Ainda nos anos 70, a atriz mostrou diversidade atuando em dramas pesados como Interiores (1978, primeira experiência de Woody Allen pelo gênero) e À procura de Mr. Goodbar (1977) e na comédia clássica de Woody Allen, Manhattan (1979). Nos anos 80, teve um longo relacionamento amoroso com o ator-galã Warren Beaty que também rendeu uma parceria profissional valiosa através do também clássico Reds de 1981.

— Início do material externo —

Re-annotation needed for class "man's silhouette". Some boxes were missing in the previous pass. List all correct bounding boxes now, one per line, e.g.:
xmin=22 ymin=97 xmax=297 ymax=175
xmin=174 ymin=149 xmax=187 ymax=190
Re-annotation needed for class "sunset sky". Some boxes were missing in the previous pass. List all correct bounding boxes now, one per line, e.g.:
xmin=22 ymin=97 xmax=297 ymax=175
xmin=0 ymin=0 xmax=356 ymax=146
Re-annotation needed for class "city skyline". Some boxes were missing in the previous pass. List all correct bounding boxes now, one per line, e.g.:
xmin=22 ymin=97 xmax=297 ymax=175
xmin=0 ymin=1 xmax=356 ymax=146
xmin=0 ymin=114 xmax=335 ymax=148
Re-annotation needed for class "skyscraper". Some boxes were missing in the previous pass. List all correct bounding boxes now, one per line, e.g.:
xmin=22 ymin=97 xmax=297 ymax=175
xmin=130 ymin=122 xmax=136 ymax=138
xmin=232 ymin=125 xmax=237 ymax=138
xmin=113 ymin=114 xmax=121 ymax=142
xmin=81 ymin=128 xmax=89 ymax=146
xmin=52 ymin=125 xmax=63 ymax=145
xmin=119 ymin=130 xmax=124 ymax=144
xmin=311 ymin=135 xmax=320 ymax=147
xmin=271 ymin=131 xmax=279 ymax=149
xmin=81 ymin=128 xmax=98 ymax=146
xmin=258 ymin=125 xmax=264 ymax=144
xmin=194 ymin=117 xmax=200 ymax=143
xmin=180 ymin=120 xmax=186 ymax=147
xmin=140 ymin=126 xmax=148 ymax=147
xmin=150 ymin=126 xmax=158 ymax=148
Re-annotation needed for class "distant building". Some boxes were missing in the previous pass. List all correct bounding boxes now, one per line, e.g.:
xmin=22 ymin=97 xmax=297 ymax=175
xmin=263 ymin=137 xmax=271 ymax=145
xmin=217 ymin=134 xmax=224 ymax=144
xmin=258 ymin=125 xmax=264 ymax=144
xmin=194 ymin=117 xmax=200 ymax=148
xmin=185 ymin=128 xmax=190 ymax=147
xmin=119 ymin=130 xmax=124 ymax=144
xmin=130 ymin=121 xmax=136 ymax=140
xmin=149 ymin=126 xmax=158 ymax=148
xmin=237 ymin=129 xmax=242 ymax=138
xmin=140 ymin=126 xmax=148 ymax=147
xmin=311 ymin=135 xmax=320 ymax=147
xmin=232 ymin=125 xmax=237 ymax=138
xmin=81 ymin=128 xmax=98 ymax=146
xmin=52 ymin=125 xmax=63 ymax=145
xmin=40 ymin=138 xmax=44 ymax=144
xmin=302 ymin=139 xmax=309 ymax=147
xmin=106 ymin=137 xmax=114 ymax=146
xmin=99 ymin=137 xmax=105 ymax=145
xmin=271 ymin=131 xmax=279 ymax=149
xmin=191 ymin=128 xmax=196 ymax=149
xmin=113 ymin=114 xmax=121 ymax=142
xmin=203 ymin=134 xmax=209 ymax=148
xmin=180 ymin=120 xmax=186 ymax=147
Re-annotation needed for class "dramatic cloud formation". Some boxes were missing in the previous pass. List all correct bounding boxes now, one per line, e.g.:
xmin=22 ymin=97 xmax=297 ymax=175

Nos anos 90, Diane voltou a atuar em filmes marcantes e de grande popularidade, sobretudo comédias. Seus dois maiores trabalhos na época foram Um misterioso assassinato em Manhattan (1993) e As filhas de Marvin (1996). O primeiro, uma pequena maravilha. Um filme menor e não muito conhecido, mas que traz o retorno da parceria entre Keaton e Allen. Apesar de passados 16 anos desde Annie Hall, a sintonia entre os dois permanece perfeita e assistir o filme é como acompanhar um casamento entre Alvy e Annie o que torna tudo ainda mais divertido. Em As filhas de Marvin, a atriz consegue roubar os holofotes de Meryl Streep numa atuação muito sentimental que lhe rendeu mais uma indicação ao Oscar.
Já mais velha, nos anos 2000, Diane Keaton foi responsável por uma das comédias românticas mais interessantes da década: Alguém tem que ceder (2003). Divertidíssimo, Alguém tem que ceder se diferencia dos demais filmes de seu gênero por transportar confusões amorosas tão relacionadas à juventude a duas pessoas de meia idade, totalmente opostas e ao mesmo tempo atraídas um pelo outro. No filme, Diane apresenta uma personagem genial que tanto pode aparecer séria ou triste quanto nos fazer chorar de rir. Além disso, é uma parceria com o ator Jack Nicholson, que também dispensa maiores apresentações.
Sucintamente, isto foi um pouco da carreira de Diane Keaton. Décadas de talento, personagens marcantes, histórias pra rir e pra chorar. Uma peça fundamental no cinema americano que não deve – e não vai – ser esquecida.